Capturing a Season

How fortunate am I to experience each season so brilliantly? I breathed in the fresh winter air as I stood atop a small hill surrounded by mixed hardwood forest and wandering ski trails. Bright sunlight warmed my back as it shone through skinny maples and rattling oak branches, but as the sun then slipped behind gray clouds I felt the morning chill reach my bundled hands and feet. Regularly pacing back and forth between a slow succession of snowshoe racers, I once questioned whether it would have been more appropriate to allot my time to the various tasks I had amassed back at the Museum. No, I thought, this outing was necessary.


Following an increasingly rugged road away from the Museum's corner and soon from the town, one eventually reaches the head of the North End Trails. On a sunny Saturday morning of early January, I joined other volunteers there to help guide participants in the inaugural North End Snowshoe Classic. Part of me simply craved a brief respite from my artificially-lit workspaces. 

Having escaped from the office, I embraced my natural surroundings. The sounds of an anonymous woodpecker kept me company once the hum of a snowmobile carried off along the race course. I paced around a small section of trail to keep my feet warm. Every now and then a clump of soft snow plopped on the ground as branches creaked and swayed in the breeze, but little else stirred. Nearly a half hour went by before I noticed the first racer from the 5k course approach the incline to the hill. I greeted and directed him as he quickly passed by, then repeated myself to the next few dozen racers. I resumed pacing once the last of that group crossed. 

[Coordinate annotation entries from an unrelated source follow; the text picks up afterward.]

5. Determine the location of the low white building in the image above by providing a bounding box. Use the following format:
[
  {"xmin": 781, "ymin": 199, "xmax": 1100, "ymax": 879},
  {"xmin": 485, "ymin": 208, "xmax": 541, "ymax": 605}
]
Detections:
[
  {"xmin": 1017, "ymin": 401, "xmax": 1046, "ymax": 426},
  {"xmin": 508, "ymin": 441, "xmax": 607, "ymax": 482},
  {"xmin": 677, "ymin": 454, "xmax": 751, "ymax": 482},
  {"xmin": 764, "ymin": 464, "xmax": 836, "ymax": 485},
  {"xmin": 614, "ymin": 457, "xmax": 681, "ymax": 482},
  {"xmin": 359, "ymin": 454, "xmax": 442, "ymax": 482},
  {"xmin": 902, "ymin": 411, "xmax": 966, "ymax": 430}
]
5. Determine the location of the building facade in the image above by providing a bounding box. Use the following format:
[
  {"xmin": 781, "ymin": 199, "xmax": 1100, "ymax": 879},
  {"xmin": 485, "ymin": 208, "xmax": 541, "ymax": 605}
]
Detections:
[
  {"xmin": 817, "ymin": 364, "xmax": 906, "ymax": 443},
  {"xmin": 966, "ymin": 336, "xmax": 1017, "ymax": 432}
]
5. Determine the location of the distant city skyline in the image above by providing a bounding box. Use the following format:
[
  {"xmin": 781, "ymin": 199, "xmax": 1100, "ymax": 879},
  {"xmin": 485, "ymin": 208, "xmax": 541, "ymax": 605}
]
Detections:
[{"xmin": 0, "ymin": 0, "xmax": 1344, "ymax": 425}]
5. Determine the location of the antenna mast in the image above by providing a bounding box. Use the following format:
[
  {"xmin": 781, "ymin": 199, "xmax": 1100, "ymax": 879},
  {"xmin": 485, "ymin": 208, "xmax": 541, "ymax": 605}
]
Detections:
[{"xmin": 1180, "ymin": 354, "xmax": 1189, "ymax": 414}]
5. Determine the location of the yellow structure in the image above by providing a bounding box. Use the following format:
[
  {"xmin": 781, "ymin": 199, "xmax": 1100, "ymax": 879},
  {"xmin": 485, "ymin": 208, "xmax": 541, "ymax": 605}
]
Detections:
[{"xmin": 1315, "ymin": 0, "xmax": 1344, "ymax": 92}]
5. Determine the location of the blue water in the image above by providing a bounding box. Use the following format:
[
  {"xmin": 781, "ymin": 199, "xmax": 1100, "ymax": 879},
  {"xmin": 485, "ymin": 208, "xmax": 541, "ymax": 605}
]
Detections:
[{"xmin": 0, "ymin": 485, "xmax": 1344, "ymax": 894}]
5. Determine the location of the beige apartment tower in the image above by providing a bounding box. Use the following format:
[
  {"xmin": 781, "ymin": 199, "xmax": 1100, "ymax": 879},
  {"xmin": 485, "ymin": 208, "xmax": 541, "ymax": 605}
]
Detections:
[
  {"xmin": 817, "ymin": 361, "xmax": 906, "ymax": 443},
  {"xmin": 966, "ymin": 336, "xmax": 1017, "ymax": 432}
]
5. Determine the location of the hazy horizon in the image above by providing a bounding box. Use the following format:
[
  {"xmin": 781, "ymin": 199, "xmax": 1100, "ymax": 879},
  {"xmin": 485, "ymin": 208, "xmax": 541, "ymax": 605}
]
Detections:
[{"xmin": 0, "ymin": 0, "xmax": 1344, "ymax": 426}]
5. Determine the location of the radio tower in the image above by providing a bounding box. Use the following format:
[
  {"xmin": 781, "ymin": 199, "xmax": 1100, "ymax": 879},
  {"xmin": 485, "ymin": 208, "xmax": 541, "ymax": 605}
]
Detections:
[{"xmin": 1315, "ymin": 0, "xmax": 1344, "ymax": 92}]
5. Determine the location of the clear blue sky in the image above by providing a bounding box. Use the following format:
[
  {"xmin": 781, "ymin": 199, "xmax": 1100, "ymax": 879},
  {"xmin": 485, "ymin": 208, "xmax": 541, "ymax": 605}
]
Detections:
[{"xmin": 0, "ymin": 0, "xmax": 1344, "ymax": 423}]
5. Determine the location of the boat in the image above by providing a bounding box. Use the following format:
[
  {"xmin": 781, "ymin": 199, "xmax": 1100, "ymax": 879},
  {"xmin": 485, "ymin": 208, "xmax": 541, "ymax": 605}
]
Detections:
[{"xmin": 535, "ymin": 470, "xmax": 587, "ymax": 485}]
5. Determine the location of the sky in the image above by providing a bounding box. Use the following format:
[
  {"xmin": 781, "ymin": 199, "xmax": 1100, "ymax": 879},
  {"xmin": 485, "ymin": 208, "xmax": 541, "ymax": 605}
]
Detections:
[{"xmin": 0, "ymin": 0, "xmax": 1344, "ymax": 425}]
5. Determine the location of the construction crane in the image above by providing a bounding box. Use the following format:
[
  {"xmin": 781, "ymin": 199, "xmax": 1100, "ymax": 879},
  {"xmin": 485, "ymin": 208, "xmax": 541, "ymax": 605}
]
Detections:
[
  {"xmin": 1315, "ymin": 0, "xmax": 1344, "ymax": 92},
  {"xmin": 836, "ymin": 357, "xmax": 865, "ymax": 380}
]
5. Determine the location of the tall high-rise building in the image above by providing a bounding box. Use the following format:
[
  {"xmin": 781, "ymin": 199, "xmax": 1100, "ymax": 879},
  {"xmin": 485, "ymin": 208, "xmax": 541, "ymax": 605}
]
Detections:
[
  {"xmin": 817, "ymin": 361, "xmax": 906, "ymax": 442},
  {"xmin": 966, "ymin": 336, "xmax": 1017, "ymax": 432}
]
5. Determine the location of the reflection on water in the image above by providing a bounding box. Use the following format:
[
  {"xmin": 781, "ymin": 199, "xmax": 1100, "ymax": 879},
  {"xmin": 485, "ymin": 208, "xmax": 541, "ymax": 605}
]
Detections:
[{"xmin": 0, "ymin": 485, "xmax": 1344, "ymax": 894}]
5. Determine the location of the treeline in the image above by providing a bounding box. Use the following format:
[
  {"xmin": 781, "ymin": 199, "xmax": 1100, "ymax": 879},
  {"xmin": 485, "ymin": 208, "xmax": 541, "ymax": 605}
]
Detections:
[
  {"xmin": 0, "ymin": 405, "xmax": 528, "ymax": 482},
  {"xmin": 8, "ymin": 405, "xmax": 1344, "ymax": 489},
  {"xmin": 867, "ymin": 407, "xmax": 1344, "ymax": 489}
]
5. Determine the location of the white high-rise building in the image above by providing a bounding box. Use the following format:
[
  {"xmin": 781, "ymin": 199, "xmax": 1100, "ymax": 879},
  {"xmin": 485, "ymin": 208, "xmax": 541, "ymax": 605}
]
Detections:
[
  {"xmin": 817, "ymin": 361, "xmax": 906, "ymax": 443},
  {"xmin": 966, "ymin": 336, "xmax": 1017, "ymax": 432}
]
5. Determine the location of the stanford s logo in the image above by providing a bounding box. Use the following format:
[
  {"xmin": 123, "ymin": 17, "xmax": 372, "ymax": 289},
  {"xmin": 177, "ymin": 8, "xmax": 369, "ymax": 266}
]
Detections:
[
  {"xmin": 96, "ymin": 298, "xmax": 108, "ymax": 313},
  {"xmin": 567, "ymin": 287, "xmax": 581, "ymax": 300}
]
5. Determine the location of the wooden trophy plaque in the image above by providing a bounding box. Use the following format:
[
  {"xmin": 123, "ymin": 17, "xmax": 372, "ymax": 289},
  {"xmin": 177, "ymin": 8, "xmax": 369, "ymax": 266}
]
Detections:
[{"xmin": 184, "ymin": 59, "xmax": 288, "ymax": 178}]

As I loitered between those completing a 5k and 12k course, my mind  eventually wandered back to the Museum. I felt a slight sense of guilt in not tending to the collection. A selection of specimens preserved in jars required a change in fluid, and I had been looking forward to planning out a new arrangement for some display cases. Despite my genuine love of caring for the natural history specimens, I still prefer to immerse myself in the natural world that produces them. 

The cover of snow reveals calculated journeys
or aimless pacing to anyone observant
enough to look down.

The next and final round of racers passed as morning dipped into afternoon. Within the long periods between each passerby my contemplative thoughts deepened. Alone on my hill, I noticed the path of two crows arcing over me. Their various subsongs combined to sound much like a lively gurgle. Do visitors grasp the value of preserving a dead animal? A winter crane fly then landed on top of the snow to my immediate left and I scrambled to capture a photo. How can I even begin to capture the experience of a world teeming with life through a photo or a specimen? 

I noticed multiple winter crane flies the afternoon of
the race. On warmer days, overwintering adults may
be observed outside of their winter shelters.

I returned to the Museum that afternoon with cold hands and one last, important question in mind. How can I bring people to appreciate the experience of the outdoors from inside the Museum? I knew it could be done, and in some ways I knew how to do it. I quickly peered at the motionless crows as I walked back to my office. The recent memory of two crows conversing overhead flashed across my mind--and just like that I was back to the snowy, wonderful forest.